Connue depuis ses 15 ans en Espagne, pays dont elle est originaire, la comédienne María Valverde éblouit dans Plonger, le dernier film de Mélanie Laurent.

Elle interprète Paz, une jeune photographe qui quitte sa famille et part faire de la plongée sous-marine pour se retrouver. Un film touchant, sensuel qui explore les souffrances d’une femme en plein doute.  

De gauche à droite, María Vlalverde et Mélanie Laurent. Crédit photo Quitterie Hervouet

QH – Qu’est-ce qui vous a donné envie de jouer ce personnage?

MV – Quand j’ai lu les scènes sur lesquelles j’ai auditionné, j’ai vraiment trouvé que les dialogues étaient très bons et que la relation entre les deux personnages principaux était vraiment profonde. Quand j’ai lu le script en entier j’étais vraiment touchée, émue et j’étais même en train de pleurer. Peut-être qu’à l’époque, je me sentais comme Paz. Je me sentais vraiment très connectée à elle. Je ressentais ce qu’elle ressentait, le fait qu’elle ait peur, le fait qu’elle ait envie de faire des choses mais qu’elle ne sait pas comment s’y prendre pour les faire. J’ai vraiment vécu ce que mon personnage a vécu. Vous savez en tant qu’acteur vous avez toujours un type de rôle que vous aimeriez faire et c’est ce que j’ai ressenti concernant ce rôle. Je n’ai vraiment eu aucun doute à l’idée de faire ce film.

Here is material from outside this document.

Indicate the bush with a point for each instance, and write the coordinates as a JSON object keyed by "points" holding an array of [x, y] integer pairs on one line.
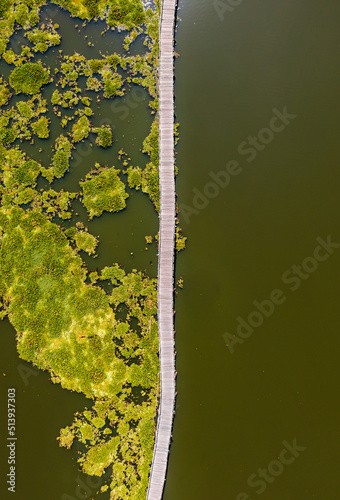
{"points": [[104, 136], [104, 192], [29, 78]]}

QH – Ce n’est pas douloureux en tant que comédienne de « vivre » son personnage?

MV – Ce fut douloureux mais je crois que c’était au final nécessaire. Mélanie m’a laissé beaucoup de liberté. Elle m’a laissé vivre toutes les émotions ressenties et partagées. Certains jours, je devais vraiment puiser au fond de moi-même pour jouer Paz et Mélanie me disait  » tu as beaucoup de lumière en toi María. Ne laisse pas ton personnage prendre le dessus et éteindre cette flamme ». Elle avait raison. J’ai trouvé qu’elle était de très bon conseil.

QH – Comment avez-vous auditionné pour le rôle?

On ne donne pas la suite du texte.